By Jeff Kapembwa
AFRICA should maximise its Domestic Resource Mobilisation through retention of more than US$88 being externalised in Illicit Financial Flows (IFFs) and capital flight annually, and invest in climate financing to protect the environment and repair all related damages to the environment, it has been learnt.
According to the United Nations Economic Commission for Africa-UNECA, the continent was losing an average US$88 billion currently up from the US$55 billion which left the continent to offshore accounts by various uncouth economic players evading tax, which the think tank says should be captured and converted into climate financing.
Africa has in recent years been extending a begging bow to the Green Climate Fund and the United Nations Environment Programme (UNEP) seeking to raise resources in climate financing to reverse the damage caused to the environment by climate-change related actions, despite the continent emitting a paltry 4 percent of the total global emission, chiefly by developed Countries-China, India, United States and Japan, among other GreenHouse Gases (GHGs) emitters.
However, the United Nations and other players that met in Uganda during the Africa Regional Forum on Sustainable Development held from 6-11 April, sought to reinforce identified priorities for Africa which should be protected and help the continent develop, funds permitting, climate change being among the priorities.
UNECA Director: Sub-regional Office for Southern Africa, Eunice Kamwendo, in a statement read in Lusaka during a tax forum and on behalf of Claver Gatete-the United Nations Under-Secretary-General and who is also Executive Secretary of ECA said it was time Africa resorted to enhance Domestic Resource Mobilisation.

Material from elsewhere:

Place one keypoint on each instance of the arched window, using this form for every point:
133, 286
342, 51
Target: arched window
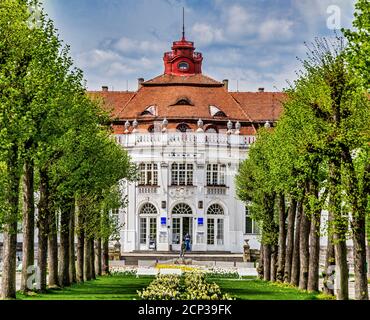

Africa has grappled with resource curse and it was time to meet its own financial demands amid threats of drying coffers from the donor community.
Key among areas for financial mobilisation and to meet financing gaps for climate change was the untapped money externalisation from the continent by various players while evading tax, estimated around US$88 billion, with Zambia having its US$3 billion+ share of the losses incurred annually.
Dr. Kamwenda disclosed that climate financing is among one of the priorities identified that should benefit from the resources to be retained through stringent measures to be instituted to halt IFFs.
“Africa’s potential is immense. Yet, we face urgent challenges such as – inefficiencies, glaring resource leakages, mounting debt burdens, climate vulnerabilities, and insufficient representation in global development spaces including in financing institutions.” Dr. Kamwendo said during a Cub-regional meeting on taxation being held in Lusaka, arguing.
“If we do not act decisively, these issues will continue to undermine the continent’s development ambitions.”
Selected priorities that need funding and attention to redress Africa’s financial plight caused by the lack of sufficient tax collection to meet the continent’s needs and need reinforcement include strengthening domestic resource mobilization through expanded tax bases, digitalization, and smarter financial management.
Combating illicit financial flows and tax havens, which drain vital resources. Amplifying Africa’s voice in global tax negotiations, exemplified by our advocacy at the UN for the Framework Convention on International Tax Cooperation.
There is an urgent need to redress odious debt and promote transparent, responsible borrowing. There is dire need to ensure fair access to climate finance—grant and concessional loans—to support adaptation.
This is as given Africa’s disproportionate climate impacts. Valuing Africa’s natural capital and reforming climate finance protocols to ensure fair, sustainable financing; reforming blended finance mechanisms to support development while safeguarding future fiscal space are other priorities.
There is also a need to secure greater inclusion and influence in global financial institutions, – more seats, fairer representation, and impact-focused reforms. Africa should invest in digital infrastructure and public goods to bridge divides, catalyze growth, and promote equality. There is further need to Strengthen the monitoring and accountability frameworks to track progress on commitments made at FfD4.
Dr. Kamwendo remains optimistic that efforts to reverse the effects of IFFs as a collaborative team and supported by cooperating partners including ECA would help member states and the African Union to defray costs incurred in annual budgets to redress climate change.
ECA is desirous to see Africa stand on its own feet-financially after reversing IFFs by the close of 2030, according to Pan African Parliament (PAP) as the effort to unlock the continent’s under-utilized potential continues.
“Let us act with urgency and resolve, for the future of Africa depends on it.”